Now suppose that the central banks no longer have to aim for 2% inflation but for a 5% increase in nominal GDP, which means that (if the growth of the economy is 1% in 1 year) the bank can do everything to increase prices by 4%. % to climb. This not only means keeping interest rates at 0% (which keeps savings rates low for a long time), but also buying up bonds on a large scale, resulting in bubbles on the markets. They will burst sooner or later, with all the negative consequences that entails; especially for the middle class.
If it were only the Fed that wanted to evaluate things, then we could still say that this is an exception. However, almost immediately afterwards the Canadian central bank reported the same thing. He indicated that he actually wanted a higher inflation target, but also wanted to shift the focus to the short term. In short: using interest to achieve short-term success, for which the bill is presented in the form of pain in the medium term. It goes without saying that politicians are happy to welcome such evaluations and changes.
The Eurozone
"But would it really have such far-reaching consequences?" I hear you thinking. "I mean, some words are being changed in the law here and there, is that so bad?" In that respect, an experience from the eurozone speaks volumes in my opinion. When the European Central Bank (ECB) was established, it was tasked with ensuring price stability (inflation below 2%, seen in the medium term).

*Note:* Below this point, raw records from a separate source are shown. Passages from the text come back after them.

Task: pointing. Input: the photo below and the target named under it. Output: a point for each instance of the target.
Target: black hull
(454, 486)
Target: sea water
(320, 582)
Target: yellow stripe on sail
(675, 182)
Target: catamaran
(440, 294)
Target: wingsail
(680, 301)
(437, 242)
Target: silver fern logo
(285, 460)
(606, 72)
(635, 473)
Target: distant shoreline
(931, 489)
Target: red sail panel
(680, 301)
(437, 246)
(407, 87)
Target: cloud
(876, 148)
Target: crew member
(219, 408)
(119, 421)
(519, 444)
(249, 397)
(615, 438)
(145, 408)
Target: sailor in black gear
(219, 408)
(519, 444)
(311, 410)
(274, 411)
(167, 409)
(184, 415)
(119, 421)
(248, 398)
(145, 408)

The law prescribed that central bankers had to base their policy on 2 pillars: an economic one (analysis of economic developments) and a monetary one. This is because history shows that when a central bank allows money growth to become high, it is inevitable that inflation will become too high. In 2003, the European bank began evaluating its strategy and since then the monetary pillar has all but disappeared, allowing the bank to significantly increase the money supply.

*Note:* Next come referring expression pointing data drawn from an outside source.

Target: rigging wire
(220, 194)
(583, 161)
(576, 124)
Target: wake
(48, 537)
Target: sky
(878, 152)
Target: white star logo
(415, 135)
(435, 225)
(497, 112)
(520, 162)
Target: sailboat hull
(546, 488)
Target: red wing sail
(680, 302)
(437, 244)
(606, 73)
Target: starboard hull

The most significant consequence of that review was the adjustment of the definition of price stability. Since 2003 it has been 'inflation close to 2%'. Those words made a world of difference. When inflation in the eurozone fell to 1% in the last crisis, the ECB was quick to cut interest rates and buy government bonds (about €80 billion per month).

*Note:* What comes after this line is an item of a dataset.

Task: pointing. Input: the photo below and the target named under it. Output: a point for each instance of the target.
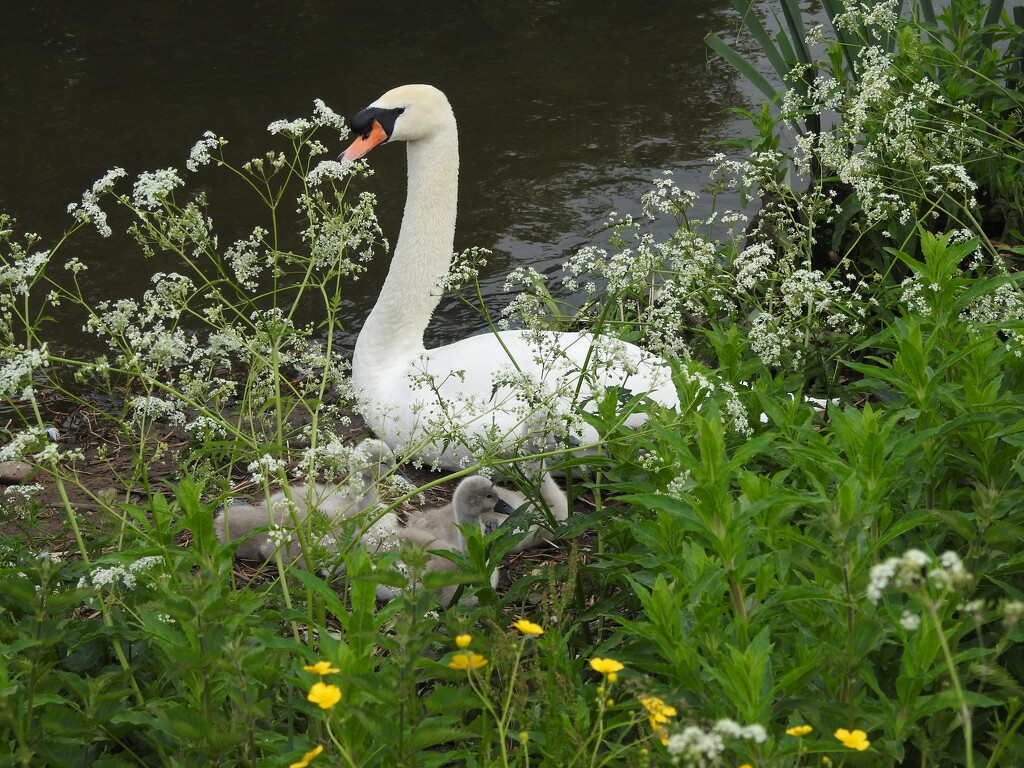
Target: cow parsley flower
(200, 154)
(153, 187)
(89, 210)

The reason? Inflation was too low; After all, 1% was less, but not close to 2%. If the definition had not changed in 2003, it would have been more difficult for the bank to lower the interest rate to 0% and keep it there for years. In short: the pension funds could perhaps have indexed the pensions every year and then saving would still yield something. This shows what consequences an innocent-sounding outcome of a central bank evaluation can have.
Democracy?
Finally: perhaps the strangest thing to me is that no one asks the question whether it is really so democratic that a group bankers (who have not been chosen) can determine on their own what the rules are. We do not let judges write the laws, but judge with those laws. It should be the same with central banks.